Personally I don't relate to how much reverence they're given as it is. The LotR books haven't aged well. The fantasy genre has evolved, and I daresay...improved over the past sixty years those those books were published. I enjoyed Fellowship well enough, but the Two Towers bored me. It was like 100 pages of interesting things happening and 300 pages of people walking.
Return of the King was more annoying, though, in that the dramatic final confrontation occurs about halfway through, and the rest of the book is a fight against the ultimate bad guy's junior partner and some chump back at the Shire.
This. The way he was killed off in the movie was an improvement over the original.
The problem with all of these quotes is that they're assuming Tolkien wrote purely for entertainment value, and that anything that enhanced your entertainment is an improvement, thus not disrespectful.
1. Tolkien was very old-fashioned and wrote from a much slower paced cultural perspective. I find conversion of his writing style to that of a pop culture action flick for the sake of mass audience appeal to be very disrespectful.
2. Despite popular typecasting of his work as juvenile 'shining goodness vs ultimate evil' type fantasy, I find it to be full of deep, rich themes that were either ignored or completely inverted by the movies. For instance, the way Gollum dies in RotK is extremely important. It makes a very clear statement that good does not triumph over evil. Evil defeats itself by its own nature.

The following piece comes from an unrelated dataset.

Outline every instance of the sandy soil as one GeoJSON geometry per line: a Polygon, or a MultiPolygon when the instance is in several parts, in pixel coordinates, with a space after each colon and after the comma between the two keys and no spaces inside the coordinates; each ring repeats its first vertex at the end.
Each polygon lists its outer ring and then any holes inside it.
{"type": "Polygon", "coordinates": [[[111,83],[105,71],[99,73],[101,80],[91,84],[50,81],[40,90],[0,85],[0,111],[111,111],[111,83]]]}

It gets very philosophical if you read The Silmarillion and find that on a grander scale, good and evil are equally destructive forces when they interact with each other, but their interaction is what makes the world interesting. In the creation myth, Morgoth's attempts to disrupt the song of creation are what create all the dynamics of nature that make it beautiful. Evil is the instigator of conflicts, but "Good's" equivalent responses to challenge are what result in the most destruction, beginning with Feanor who was very much an anti-hero. Most participants are people who only get dragged into the conflicts and end up choosing sides by circumstance. The fourth age of Middle-Earth is when almost all magic and wonder has left the world and the influence of past conflicts and Morgoth's lingering will diffused into the land have left all remaining morality very neutral and grey. I think it's aged extremely well, but most people who read it have been influenced first by modern pop fantasy that tries to hard to emulate it. They take one look at protagonists battling hordes of orcs and think "juvenile hero fantasy".
3. Tolkien's explicity stated goals need to be taken into consideration, also. He really didn't write for entertainment value. He was a scholar of ancient mythologies and language. He mourned that the culture of his day had no comparable mythological traditions, and so he set about writing one. His entire goal was to develop a richly detailed ancient history, with its own abstract creation myths and epic parables similar to those of Greek and Nordic lore, and he did it from a scholarly perspective, not a popular entertainment perspective. Considering he and C.S. Lewis together generated one of the two major genres of modern speculative fiction, along with most of its major staple tropes, I think succeeded in his goals in many respects and deserves some reverence for it.
That's easy to say if you didn't grow up with the books or if they weren't the first fantasy you read.
This, too. The Hobbit was the first novel I ever read, at the age of 6. Tolkien's work hasn't just been entertaining for me, but a major influence on who I am. It's quite dear to me.